Guernsey Cty. Bd. of Commrs., 65 Ohio St.3d 545 (1992). In reviewing the complaint, the
court must take all the material allegations as admitted and construe all reasonable
inferences in favor of the nonmoving party. Id.
{¶ 21} In order for a court to dismiss a complaint for failure to state a claim upon
which relief can be granted, it must appear beyond doubt from the complaint that relator
can prove no set of facts entitling him to recovery. O'Brien v. Univ. Community Tenants
Union, 42 Ohio St.2d 242 (1975). As such, a complaint for writ of mandamus is not subject
to dismissal under Civ.R. 12(B)(6) if the complaint alleges the existence of a legal duty by
the respondent and the lack of an adequate remedy at law for relator with sufficient
particularity to put the respondent on notice of the substance of the claim being asserted
against it, and it appears that relator might prove some set of facts entitling him to relief.
State ex rel. Boggs v. Springfield Local School Dist.

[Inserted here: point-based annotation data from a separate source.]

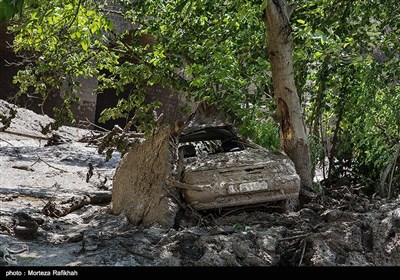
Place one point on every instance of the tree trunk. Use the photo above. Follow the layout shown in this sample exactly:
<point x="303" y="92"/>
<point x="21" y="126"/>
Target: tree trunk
<point x="294" y="139"/>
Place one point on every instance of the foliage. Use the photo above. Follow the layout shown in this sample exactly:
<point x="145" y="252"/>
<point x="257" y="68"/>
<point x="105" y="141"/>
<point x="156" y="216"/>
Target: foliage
<point x="346" y="67"/>
<point x="9" y="8"/>
<point x="350" y="53"/>
<point x="206" y="50"/>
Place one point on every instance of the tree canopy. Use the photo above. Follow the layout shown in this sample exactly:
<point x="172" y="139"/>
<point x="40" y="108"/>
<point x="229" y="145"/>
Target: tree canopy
<point x="346" y="57"/>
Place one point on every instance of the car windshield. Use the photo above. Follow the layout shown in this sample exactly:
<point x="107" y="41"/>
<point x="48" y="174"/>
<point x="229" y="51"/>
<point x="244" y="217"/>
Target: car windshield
<point x="199" y="142"/>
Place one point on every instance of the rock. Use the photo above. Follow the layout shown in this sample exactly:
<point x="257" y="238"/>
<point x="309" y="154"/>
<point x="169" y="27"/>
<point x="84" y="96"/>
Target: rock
<point x="25" y="232"/>
<point x="140" y="188"/>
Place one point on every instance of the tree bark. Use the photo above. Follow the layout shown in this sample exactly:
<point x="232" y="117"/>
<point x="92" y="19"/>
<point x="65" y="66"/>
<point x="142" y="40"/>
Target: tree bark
<point x="293" y="134"/>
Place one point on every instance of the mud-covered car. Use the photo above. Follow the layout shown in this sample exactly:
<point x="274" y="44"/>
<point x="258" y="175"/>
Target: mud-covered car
<point x="222" y="169"/>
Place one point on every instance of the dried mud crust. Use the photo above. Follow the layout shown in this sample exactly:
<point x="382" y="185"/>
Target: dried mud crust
<point x="341" y="227"/>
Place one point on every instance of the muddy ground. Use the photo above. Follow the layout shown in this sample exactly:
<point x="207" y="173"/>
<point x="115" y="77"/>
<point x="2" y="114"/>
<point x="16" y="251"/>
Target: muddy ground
<point x="50" y="185"/>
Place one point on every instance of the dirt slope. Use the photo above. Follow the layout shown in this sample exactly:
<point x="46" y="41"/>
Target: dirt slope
<point x="50" y="187"/>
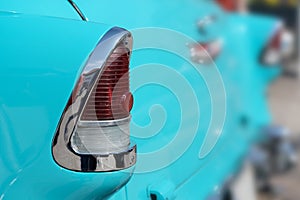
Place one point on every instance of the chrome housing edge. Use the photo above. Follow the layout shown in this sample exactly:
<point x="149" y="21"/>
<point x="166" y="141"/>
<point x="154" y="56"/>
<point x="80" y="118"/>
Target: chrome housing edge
<point x="62" y="151"/>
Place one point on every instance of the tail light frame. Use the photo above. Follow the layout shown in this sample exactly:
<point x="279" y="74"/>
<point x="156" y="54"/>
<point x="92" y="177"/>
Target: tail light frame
<point x="62" y="151"/>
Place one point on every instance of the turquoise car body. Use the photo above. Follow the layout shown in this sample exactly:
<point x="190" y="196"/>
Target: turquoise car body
<point x="44" y="46"/>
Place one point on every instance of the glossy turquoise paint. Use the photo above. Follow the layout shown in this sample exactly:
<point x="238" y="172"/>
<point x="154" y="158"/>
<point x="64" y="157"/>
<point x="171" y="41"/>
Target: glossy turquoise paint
<point x="41" y="58"/>
<point x="44" y="85"/>
<point x="52" y="8"/>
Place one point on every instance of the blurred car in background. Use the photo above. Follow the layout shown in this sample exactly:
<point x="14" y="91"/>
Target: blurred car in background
<point x="198" y="75"/>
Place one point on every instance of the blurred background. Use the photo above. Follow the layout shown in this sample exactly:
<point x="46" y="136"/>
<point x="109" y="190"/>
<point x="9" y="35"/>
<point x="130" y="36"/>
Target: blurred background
<point x="284" y="95"/>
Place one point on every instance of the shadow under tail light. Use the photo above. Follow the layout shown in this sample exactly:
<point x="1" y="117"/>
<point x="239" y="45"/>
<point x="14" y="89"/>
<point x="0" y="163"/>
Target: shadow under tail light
<point x="93" y="134"/>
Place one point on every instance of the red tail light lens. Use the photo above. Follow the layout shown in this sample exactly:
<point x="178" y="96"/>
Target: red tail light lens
<point x="93" y="133"/>
<point x="111" y="98"/>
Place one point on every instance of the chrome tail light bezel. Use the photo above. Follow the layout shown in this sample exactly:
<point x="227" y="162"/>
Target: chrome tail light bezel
<point x="62" y="150"/>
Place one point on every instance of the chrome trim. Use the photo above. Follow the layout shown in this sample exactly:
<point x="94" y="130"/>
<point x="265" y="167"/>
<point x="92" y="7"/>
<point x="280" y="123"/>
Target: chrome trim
<point x="104" y="123"/>
<point x="62" y="151"/>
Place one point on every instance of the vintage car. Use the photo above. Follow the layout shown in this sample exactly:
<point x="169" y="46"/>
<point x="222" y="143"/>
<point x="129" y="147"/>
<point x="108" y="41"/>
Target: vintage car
<point x="197" y="97"/>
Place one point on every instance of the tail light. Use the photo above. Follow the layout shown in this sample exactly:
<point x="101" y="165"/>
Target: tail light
<point x="272" y="53"/>
<point x="229" y="5"/>
<point x="204" y="53"/>
<point x="93" y="134"/>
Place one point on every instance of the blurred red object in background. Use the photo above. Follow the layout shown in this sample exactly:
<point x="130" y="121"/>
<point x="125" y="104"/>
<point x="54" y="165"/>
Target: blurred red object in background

Bd. of Edn., 72 Ohio St.3d 94 (1995).
For the following reasons, respondent's motion should be granted and relator's complaint
should be dismissed.
{¶ 22} As this court stated in Anderson, 2017-Ohio-5609, res judicata and the law
of the case doctrine, both apply here to relator's latest challenge to the judgment of the trial
court. On those grounds, this court should grant respondent's motion and dismiss relator's
complaint. Further, inasmuch as relator has not prevailed, this court should order the clerk
to collect periodic payments from his inmate account to pay the costs of this proceeding.
/S/ MAGISTRATE
STEPHANIE BISCA
No. 18AP-880 8
NOTICE TO THE PARTIES
Civ.R. 53(D)(3)(a)(iii) provides that a party shall not assign as
error on appeal the court's adoption of any factual finding or
legal conclusion, whether or not specifically designated as a
finding of fact or conclusion of law under Civ.R. 53(D)(3)(a)(ii),
unless the party timely and specifically objects to that factual
finding or legal conclusion as required by Civ.R. 53(D)(3)(b).